Murat was a proponent of Yugoslavism who wrote in his autobiography about Serb and Croat tribes of the Yugoslav nation.

He exhibited his artworks as a part of Kingdom of Serbia's pavilion at International Exhibition of Art of 1911.

At the outbreak of World War I, he was in Dubrovnik, where Austrian authorities arrested him and held him in Hungary until May 1916. After the war, Marko Murat had a major role as an art conservator in Dubrovnik, from 1919 to 1932.

In 1920 he became an honorary member of Serbian Academy of Sciences and Arts, and from 1940 he was a regular member.

In a personal correspondence with author and critic dr. Milan Šević in 1932, Murat complained that Orthodox Serbs are not acknowledging the Catholic Serb community on the basis of their faith.

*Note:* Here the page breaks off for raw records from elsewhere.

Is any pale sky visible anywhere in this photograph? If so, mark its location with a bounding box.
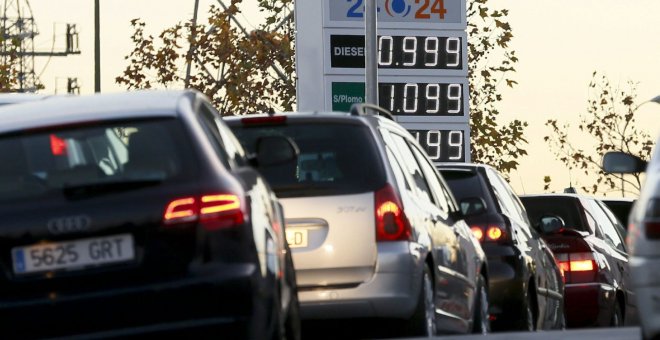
[23,0,660,194]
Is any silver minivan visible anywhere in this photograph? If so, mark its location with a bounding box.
[225,109,489,335]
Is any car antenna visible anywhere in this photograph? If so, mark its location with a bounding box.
[564,166,577,194]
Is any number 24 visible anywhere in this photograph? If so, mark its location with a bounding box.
[415,0,447,19]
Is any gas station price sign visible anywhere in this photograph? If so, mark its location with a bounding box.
[329,32,465,70]
[408,129,466,162]
[324,0,467,29]
[295,0,470,162]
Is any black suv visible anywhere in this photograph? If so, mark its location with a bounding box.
[226,108,489,335]
[0,91,300,339]
[439,164,564,330]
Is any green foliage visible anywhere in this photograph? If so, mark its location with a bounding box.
[467,0,527,175]
[544,72,654,194]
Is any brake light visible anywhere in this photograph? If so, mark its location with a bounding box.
[470,226,484,242]
[165,197,197,223]
[470,224,508,242]
[50,134,66,156]
[375,184,411,241]
[644,221,660,239]
[241,116,286,125]
[486,226,504,241]
[569,260,594,272]
[163,194,245,231]
[555,253,598,283]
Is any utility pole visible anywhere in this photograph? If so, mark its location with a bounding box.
[0,0,80,92]
[94,0,101,93]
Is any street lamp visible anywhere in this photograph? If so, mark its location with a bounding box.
[621,95,660,197]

Marko Murat was one of the first impressionists in the South Slavic region. Landscapes, portraits and historical compositions were his trademark. His works were displayed at almost every relevant exhibition in Yugoslavia and abroad, in Sofia, Munich, Paris, Rome, Vienna and London.

He died in Dubrovnik. The manuscript of his unfinished autobiography was lost after his death and found only recently; it presents a rare description of everyday life in Dubrovnik in the 1860s and 1870s. It was published in 2007 in the Croatian literary magazine Kolo.